It’s time to look at how we work with our sources, and the
impact that this has on citations. I expect many people to say that we all work
differently, but do we? If we fall into a small number of distinct cases then a
computer representation of our research, as opposed to merely our conclusions,
is an achievable goal.
Whether we like it or not, and irrespective of how we
conduct our research, there are different scopes within genealogy. Some
researchers are content with establishing their lineage or pedigree; some would
like to look at the history of their family; some have a much more general
interest in history, including the backdrop to their family’s lives, and the
micro-history of places, groups, and other subjects.
It’s difficult to break these into hard categories as it is
really a greyscale dependent upon our personal goals and interests. However, it
is much easier to categorise the fruits of our research. The consensus seems to
be that this is either conclusions or
evidence-and-conclusions, with
citation of sources being the differentiating factor, but this is certainly an
oversimplification, and maybe even a misuse of those same terms.
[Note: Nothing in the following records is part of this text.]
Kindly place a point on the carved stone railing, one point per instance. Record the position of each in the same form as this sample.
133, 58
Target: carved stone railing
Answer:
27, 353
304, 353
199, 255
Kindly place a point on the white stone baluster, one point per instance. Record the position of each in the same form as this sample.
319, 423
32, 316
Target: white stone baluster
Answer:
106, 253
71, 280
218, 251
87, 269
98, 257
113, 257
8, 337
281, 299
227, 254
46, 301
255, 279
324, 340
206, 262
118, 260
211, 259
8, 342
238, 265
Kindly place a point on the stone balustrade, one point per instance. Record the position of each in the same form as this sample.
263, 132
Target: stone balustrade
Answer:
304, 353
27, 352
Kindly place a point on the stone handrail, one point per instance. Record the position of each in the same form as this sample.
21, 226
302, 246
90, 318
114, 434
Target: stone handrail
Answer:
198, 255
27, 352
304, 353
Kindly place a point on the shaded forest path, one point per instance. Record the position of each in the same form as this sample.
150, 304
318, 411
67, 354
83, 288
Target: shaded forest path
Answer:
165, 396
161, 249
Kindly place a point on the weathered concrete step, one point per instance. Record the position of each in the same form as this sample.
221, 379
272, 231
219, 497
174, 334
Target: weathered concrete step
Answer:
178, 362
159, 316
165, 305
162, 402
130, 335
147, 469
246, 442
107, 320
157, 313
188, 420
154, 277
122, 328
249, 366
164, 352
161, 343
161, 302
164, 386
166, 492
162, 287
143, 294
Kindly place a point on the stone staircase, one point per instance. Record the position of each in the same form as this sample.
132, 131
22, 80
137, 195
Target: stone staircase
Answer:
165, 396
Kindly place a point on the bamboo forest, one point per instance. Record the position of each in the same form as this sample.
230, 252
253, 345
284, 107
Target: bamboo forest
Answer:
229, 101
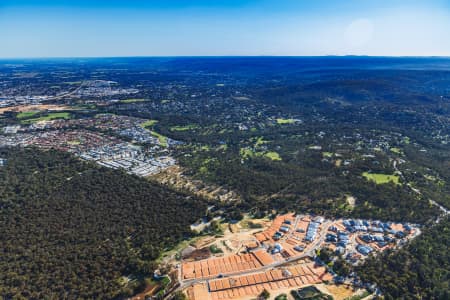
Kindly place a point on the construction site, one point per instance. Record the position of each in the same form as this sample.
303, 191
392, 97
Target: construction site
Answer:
281, 256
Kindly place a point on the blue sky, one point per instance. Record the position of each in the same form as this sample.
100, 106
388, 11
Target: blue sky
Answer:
228, 27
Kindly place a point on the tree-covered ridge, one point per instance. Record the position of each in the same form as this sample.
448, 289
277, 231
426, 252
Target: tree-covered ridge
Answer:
419, 271
71, 230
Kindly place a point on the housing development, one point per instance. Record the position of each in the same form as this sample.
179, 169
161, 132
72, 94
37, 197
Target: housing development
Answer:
224, 178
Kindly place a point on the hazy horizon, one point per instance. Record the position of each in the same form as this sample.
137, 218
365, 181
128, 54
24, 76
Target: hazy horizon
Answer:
174, 28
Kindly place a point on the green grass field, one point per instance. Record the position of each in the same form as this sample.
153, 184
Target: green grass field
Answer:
273, 155
27, 114
184, 128
248, 153
396, 150
149, 123
49, 117
162, 139
381, 178
282, 121
132, 100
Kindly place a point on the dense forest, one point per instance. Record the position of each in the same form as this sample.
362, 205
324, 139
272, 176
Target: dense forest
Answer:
419, 271
71, 229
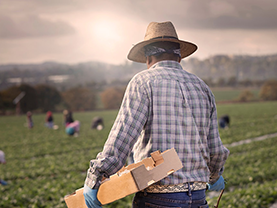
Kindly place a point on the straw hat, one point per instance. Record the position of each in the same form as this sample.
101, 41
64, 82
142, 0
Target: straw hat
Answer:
157, 32
2, 157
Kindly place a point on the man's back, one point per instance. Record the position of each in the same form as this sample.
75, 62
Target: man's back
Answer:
179, 115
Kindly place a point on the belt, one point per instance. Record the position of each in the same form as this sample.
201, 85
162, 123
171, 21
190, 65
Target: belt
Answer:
183, 187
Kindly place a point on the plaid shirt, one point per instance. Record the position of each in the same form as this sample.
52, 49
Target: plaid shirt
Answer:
165, 107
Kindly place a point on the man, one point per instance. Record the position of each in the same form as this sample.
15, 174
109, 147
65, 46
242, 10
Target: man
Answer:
164, 107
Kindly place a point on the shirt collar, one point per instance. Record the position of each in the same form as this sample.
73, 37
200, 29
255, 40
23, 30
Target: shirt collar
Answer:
167, 64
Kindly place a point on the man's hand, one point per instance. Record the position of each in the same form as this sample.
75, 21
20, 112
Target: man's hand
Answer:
218, 185
91, 197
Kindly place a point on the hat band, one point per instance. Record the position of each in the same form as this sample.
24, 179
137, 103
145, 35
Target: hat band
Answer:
153, 51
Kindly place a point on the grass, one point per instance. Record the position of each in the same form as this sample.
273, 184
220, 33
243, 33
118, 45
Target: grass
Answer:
44, 165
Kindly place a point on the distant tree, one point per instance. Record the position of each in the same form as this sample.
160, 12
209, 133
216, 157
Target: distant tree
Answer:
246, 96
27, 103
80, 98
48, 97
269, 90
232, 82
112, 97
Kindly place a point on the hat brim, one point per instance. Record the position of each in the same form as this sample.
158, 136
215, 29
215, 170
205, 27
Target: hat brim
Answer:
137, 52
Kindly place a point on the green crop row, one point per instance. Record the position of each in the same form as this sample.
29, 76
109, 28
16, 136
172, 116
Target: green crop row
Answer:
44, 165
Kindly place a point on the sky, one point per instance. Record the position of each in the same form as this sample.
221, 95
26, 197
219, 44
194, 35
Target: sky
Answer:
74, 31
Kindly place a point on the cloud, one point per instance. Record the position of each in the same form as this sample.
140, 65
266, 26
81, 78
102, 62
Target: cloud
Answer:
32, 26
213, 14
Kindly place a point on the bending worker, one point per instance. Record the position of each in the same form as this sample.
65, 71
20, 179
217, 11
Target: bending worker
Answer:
164, 107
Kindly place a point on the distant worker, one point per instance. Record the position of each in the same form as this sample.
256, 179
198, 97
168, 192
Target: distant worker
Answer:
2, 161
97, 123
49, 120
224, 121
164, 107
65, 112
73, 128
30, 120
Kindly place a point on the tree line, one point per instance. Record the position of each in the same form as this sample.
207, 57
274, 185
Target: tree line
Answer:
43, 98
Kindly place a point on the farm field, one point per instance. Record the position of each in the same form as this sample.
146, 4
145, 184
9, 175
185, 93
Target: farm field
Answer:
44, 165
229, 94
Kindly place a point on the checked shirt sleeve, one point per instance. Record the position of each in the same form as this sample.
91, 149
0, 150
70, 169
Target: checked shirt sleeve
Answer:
127, 127
218, 153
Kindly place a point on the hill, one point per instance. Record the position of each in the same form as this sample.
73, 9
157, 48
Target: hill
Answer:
239, 68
Let’s start by analysing the most simplistic of scope: that
of a plain family tree or pedigree. This would consist of an assemblage of
so-called “facts”: the names, dates, and places corresponding to the family’s
vital events, and their lineage-based relationships. Without any sources then
these “facts” are merely unsubstantiated claims, but what would source
citations add to them? As I recently commented on one of James Tanner’s posts (Why
not a ranking and review system for online family tree databases), it
doesn’t necessarily make the data any more accurate. I have seen many online
trees that cite census entries, or vital events, and yet are entirely wrong;
often with clearly impossible implications. Conversely, the absence of source
citations may mean that the tree was posted as "cousin bait" rather
than being a complete genealogy. At best, we might deduce that the inclusion of
citations means (a) that the data wasn’t simply copied from another tree, and
(b) that some effort was made to include that source information. However, the
ease with which online trees can add electronic citations — more accurately
described as electronic bookmarks (see Citations
for Online Trees) — weakens that latter deduction. Also, those electronic
citations are usually constrained to online data hosted by the same provider,
and so would not be a general mechanism.
A deeper issue is that these family-tree citations — whether
electronic or in traditional reference-note form — only work because the underlying data is a mere assemblage of
“facts”. A simple list of sources might constitute a proof summary, but that assumes that the evidence from those
sources is direct and non-conflicting for each claim. Dealing with the more
complex cases is often referred to as Inferential
Genealogy, but the representation of these cases, such as my establishing the
parentage of Sarah Hunt in the latter part of My
Ancestor Changed Their Surname, cannot suffice with a plain citation, or
even with a group of plain citations. If there isn’t a direct relationship
between a “fact” and its source then you need a proof argument, and that may require a little more than just
narrative. Although you would write such a proof argument using narrative, it may
need to make correlated references to multiple subjects, such as people, and to
multiple sources of information. If the online tree allowed you to upload this
narrative as plain text then it would have to be associated with a specific
person, or family, and the essential structure and relevance to other subjects
would be lost as a result.
On the surface of it, this appears to be saying that it’s
not enough to say where your information came from, and that you must also indicate
how it relates to your claims. The issue is more subtle, though, for any
computer representation — including online trees — since the structure and
position of that proof argument is crucially important. Returning to the case
of Sarah Hunt’s parentage, an associated proof argument would be as relevant to
both of her parents as to herself, and it may include non-familial persons in
the general case, so where do you attach it? Also, simply identifying a Frances
Hunt as her mother because such-and-such wouldn’t be enough if there were
multiple people with that name in the same tree.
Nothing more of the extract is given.